Playwrights Horizons officially opened Will Arbery's Corsicana, directed by Sam Gold, which runs June 2-July 10 in the Mainstage Theater.

In Corsicana, a small city in Texas, a woman with Down syndrome named Ginny and her half-brother Christopher are unmoored in the wake of their mother's death. Their close family friend, Justice, introduces them to a local artist named Lot, a recluse and outsider, hoping that he and Ginny can make a song together. In this restless quartet about care-taking and care-giving, in which the very fabric of reality is up for debate, Will Arbery charts the quiet, particular contracts of the heart that forge a new family.

Let's see what the critics are saying...


Jesse Green, The New York Times: Will Arbery's "Corsicana," which opened on Wednesday at Playwrights Horizons, is that second kind of play; if its story began any earlier than it does, it would be an emotional blood bath. Instead, without ignoring the bone-deep sadness of characters confused and stymied by loss, it lets us watch them climb their way out of it - heading toward joy and sharing some in the process.

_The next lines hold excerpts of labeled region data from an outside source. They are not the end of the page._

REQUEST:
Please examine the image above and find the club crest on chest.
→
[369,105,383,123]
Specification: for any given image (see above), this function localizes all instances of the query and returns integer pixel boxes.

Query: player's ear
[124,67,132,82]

Rober Hofler, The Wrap: Surratt has the advantage of playing a character who has difficulty expressing his emotions. If only Arbery's other characters suffered such a problem. They yammer on about their dreams and their nightmares, with the latter far outnumbering the former. Arbery ends these shaggy-dog speeches with one of the other characters - usually Lot or Ginny, because they are the play's BS detectors - making a wisecrack. This way Arbery gets to have it both ways: He tells us about the respective character's life without having to dramatize that character's life, and the wisecrack then inoculates him from any charge that what we've just heard for the past several minutes is sentimental or emotionally fraudulent. Here's one such funny put-down delivered by Lot to one of Justice's longer digressions.

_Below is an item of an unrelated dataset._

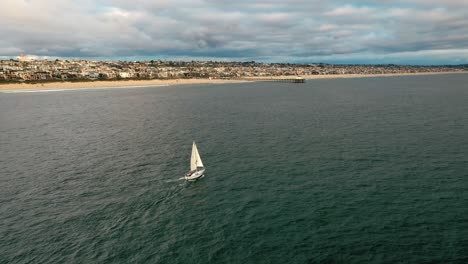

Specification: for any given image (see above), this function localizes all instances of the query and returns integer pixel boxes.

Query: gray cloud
[0,0,468,63]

Jonathan Mandell, New York Theater: I think I get Arbery's point. But I wish I had as much patience for the 150 minutes (including intermission) of "Corsciana" - with its long monologues and discursive two-character scenes (in which the characters are as likely to disburse on the purpose of art, the nature of grief, and the importance of community as they are to tell a suspect ghost story.) - as I had for his 2019 play, "Heroes of the Fourth Turning."

Frank Scheck, New York Stage Review: The problem is that the delivery system in Corsicana isn't particularly efficient, squandering the overall impact with its discursive dialogue, excessive length and unwillingness to articulate its themes. Directly Sam Gold, fresh off massacring Macbeth on Broadway, doesn't help matters with his lethargic staging. He resorts to his familiar device of frequently having the actors onstage even when they're not in the scene, standing in the corners like they're being punished in detention. The jarring scene shifts are confusing, the pacing is deadly slow, and the actors are frequently inaudible. The ugly, bland set, representing the siblings' and Lot's homes, is glaringly lit in visually unappealing fashion. And despite the fact that the scenery consists of little more than a smattering of furniture, the stage features a revolving turntable that gets more of a workout than the one in Les Miz.

Melissa Rose Bernardo, New York Stage Review: Not surprisingly, director Sam Gold, who loves a pregnant pause, leans into Corsicana's many quiet moments, causing more than a few...pacing...problems. A bizarrely clunky rotating set also slows things down unnecessarily, disrupting the mood at each (literal) turn. The actors eventually bring us back in, but it's a detriment to a play that relies so much on aura and feeling.

David Cote, 4Columns: The play's a bit of a slow cooker into which Arbery dumped several obsessions: his relationship to a real-life sister with Down syndrome, how a failed utopia is like a family, gift economies versus monetary transactions, and his habitual fascination with ghosts and topography. The ending (a bit too drawn out) comes with a group sing-along, each character warbling their woes away. The finale a song of redemption. Nothing very weird about that.